Forum Discussion
O365 hybrid connector to onprem failing TLS
Found that the STARTLS command availability depends on the security options combination enabled on the connector.
created a connector with just TLS enabled and worked
The receive connector is the same for port 25 and 587
below an extract of it
unspaceId : 8694c07f-0c4d-40e5-848b-af31a34b85fd
AuthMechanism : Tls, Integrated, BasicAuth, BasicAuthRequireTLS, ExchangeServer
Banner :
BinaryMimeEnabled : True
Bindings : {[::]:25, 0.0.0.0:25}
ChunkingEnabled : True
DefaultDomain :
DeliveryStatusNotificationEnabled : True
EightBitMimeEnabled : True
SmtpUtf8Enabled : True
BareLinefeedRejectionEnabled : False
DomainSecureEnabled : True
EnhancedStatusCodesEnabled : True
LongAddressesEnabled : False
OrarEnabled : False
SuppressXAnonymousTls : False
ProxyEnabled : False
AdvertiseClientSettings : False
Fqdn : SRVEX01.domain.local
ServiceDiscoveryFqdn :
TlsCertificateName : <I>CN=DigiCert Global G2 TLS RSA SHA256 2020 CA1, O=DigiCert Inc, C=US<S>CN=*.XXXXX.com, O=XXXX
Since the fact the connector is the same for the two ports but only on port 587 I see the STARTLS option makes me wonder about some particular setting to change.

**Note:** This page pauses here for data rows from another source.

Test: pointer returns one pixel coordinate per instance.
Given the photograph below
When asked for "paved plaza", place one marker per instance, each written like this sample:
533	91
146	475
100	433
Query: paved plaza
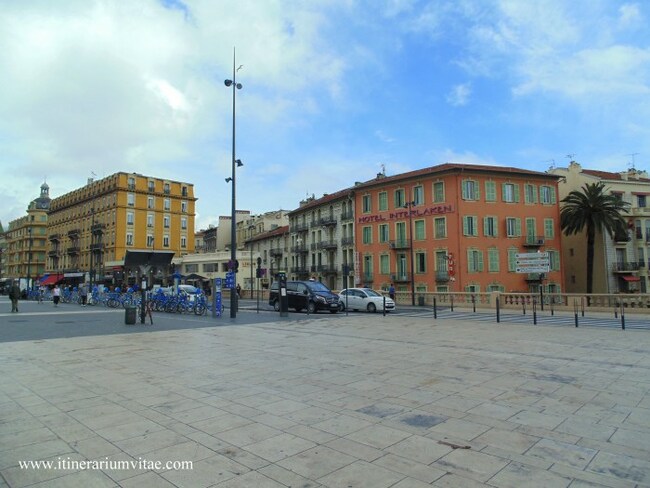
357	401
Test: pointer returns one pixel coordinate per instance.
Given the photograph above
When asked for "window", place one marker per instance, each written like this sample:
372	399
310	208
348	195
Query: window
440	227
366	204
383	233
549	228
420	262
474	261
530	193
383	201
420	233
512	259
418	195
490	227
490	191
367	235
384	264
510	192
470	226
400	201
439	191
547	195
513	227
470	190
493	260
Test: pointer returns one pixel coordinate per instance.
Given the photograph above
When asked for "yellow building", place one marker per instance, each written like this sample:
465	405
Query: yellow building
26	240
91	228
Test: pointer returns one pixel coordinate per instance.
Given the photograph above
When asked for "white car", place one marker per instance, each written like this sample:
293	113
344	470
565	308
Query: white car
365	299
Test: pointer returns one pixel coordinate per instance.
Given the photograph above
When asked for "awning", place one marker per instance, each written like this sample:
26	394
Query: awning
631	278
51	279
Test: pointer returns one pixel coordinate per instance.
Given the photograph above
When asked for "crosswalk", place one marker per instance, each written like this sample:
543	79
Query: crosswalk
543	319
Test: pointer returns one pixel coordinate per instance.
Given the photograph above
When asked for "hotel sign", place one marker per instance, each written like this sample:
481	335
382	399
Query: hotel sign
403	214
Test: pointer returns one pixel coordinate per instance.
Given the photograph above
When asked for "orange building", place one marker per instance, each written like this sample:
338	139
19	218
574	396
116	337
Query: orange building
458	227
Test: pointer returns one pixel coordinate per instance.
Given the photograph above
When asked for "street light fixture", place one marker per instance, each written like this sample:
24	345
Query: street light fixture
409	205
235	163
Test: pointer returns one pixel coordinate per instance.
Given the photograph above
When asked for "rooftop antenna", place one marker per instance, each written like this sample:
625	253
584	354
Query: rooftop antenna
632	166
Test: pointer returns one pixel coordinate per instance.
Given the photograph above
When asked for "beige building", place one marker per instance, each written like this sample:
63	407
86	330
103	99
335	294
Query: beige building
620	263
25	248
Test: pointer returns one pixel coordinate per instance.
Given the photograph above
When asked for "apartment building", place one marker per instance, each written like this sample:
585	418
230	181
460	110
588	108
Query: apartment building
620	262
91	228
24	253
322	239
457	227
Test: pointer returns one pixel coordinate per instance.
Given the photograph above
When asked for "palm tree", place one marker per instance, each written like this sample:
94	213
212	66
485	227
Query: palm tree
592	210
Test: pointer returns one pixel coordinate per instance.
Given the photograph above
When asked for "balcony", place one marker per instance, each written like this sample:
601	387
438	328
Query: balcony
345	216
302	227
625	267
442	276
328	245
400	278
328	221
533	241
276	251
400	244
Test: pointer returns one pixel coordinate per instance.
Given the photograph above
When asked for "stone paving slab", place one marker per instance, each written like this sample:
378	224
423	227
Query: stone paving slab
355	401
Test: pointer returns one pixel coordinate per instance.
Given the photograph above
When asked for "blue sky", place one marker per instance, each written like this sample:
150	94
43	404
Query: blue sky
333	91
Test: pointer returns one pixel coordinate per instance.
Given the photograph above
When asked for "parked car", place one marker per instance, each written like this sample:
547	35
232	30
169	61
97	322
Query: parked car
365	299
310	295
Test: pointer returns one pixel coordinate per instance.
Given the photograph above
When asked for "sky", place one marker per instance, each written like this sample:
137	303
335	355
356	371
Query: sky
334	91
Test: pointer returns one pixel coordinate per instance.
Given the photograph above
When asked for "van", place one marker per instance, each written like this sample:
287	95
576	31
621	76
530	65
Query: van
305	295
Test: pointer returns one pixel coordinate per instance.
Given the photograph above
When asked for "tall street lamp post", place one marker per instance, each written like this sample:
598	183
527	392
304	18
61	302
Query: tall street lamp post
233	213
409	205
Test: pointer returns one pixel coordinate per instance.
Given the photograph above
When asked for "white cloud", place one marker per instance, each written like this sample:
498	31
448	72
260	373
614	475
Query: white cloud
459	95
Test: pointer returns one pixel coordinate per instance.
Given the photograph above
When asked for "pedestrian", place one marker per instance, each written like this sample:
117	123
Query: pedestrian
83	293
14	295
56	295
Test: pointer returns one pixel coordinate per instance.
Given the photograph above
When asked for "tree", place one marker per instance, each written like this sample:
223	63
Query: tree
592	210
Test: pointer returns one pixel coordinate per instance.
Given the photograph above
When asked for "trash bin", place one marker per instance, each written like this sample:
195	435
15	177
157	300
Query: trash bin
129	314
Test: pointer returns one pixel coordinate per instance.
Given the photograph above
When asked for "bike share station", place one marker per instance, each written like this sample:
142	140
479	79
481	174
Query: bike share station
144	262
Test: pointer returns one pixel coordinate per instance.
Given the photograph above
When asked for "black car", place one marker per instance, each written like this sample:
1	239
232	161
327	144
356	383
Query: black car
301	295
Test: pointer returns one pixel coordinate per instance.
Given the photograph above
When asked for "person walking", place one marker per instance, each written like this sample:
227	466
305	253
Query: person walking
14	295
83	293
56	295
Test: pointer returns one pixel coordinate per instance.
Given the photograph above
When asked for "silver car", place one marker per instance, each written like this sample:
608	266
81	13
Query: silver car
364	299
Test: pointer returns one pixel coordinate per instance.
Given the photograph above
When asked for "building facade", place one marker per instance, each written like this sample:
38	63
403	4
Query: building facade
457	228
322	239
620	261
91	228
26	240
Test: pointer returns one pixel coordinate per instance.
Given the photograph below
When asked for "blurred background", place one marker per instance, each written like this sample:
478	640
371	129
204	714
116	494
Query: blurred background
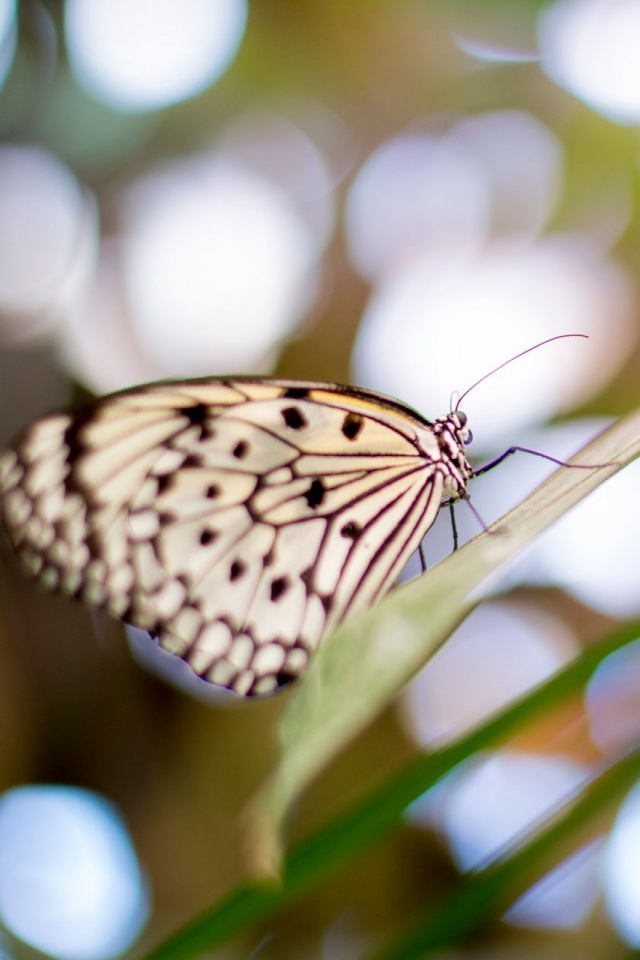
400	194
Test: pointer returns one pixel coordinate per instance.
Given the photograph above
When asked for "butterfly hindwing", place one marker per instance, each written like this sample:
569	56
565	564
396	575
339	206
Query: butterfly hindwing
236	520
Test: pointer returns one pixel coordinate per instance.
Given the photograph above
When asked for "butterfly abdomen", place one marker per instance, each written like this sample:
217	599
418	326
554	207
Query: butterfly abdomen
236	520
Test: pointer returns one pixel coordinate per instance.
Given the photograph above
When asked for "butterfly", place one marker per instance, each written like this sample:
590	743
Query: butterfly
237	520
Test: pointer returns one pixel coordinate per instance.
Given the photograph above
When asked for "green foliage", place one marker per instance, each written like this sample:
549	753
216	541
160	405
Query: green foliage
350	682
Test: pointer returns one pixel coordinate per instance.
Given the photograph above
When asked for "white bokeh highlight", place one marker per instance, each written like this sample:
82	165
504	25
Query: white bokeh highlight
218	267
621	870
590	47
137	55
445	321
612	701
70	883
416	194
8	37
495	656
48	240
491	804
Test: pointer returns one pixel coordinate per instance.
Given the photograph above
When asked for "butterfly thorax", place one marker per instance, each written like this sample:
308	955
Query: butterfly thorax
452	436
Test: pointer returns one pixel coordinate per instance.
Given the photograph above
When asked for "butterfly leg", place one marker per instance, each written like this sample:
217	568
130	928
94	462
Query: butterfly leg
454	526
536	453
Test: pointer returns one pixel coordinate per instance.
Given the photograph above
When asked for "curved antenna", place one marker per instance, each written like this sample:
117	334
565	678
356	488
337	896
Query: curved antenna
561	336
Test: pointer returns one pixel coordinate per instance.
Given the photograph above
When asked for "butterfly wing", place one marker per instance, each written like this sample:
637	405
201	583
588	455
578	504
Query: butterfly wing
238	521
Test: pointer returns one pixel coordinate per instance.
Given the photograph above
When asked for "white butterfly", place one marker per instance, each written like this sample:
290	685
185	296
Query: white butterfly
238	520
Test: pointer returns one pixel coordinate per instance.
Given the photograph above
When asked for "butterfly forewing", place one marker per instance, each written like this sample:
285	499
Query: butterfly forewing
236	520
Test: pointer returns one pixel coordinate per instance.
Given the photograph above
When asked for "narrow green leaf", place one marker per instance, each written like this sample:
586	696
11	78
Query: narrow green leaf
487	894
316	857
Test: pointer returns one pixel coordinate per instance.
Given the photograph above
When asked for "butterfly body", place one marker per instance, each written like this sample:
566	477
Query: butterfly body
238	520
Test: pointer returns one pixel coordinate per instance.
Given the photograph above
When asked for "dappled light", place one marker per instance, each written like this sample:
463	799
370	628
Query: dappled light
340	198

Looking on another installation ( exchange 2019 ) the startls is present also on port 25
What is the output of Get-ExchangeCertificate on your on-premises server instance(s)? Take a look at:
https://learn.microsoft.com/en-us/powershell/module/exchangepowershell/enable-exchangecertificate?view=exchange-ps
and make sure you enabled the correct valid cert for smtp.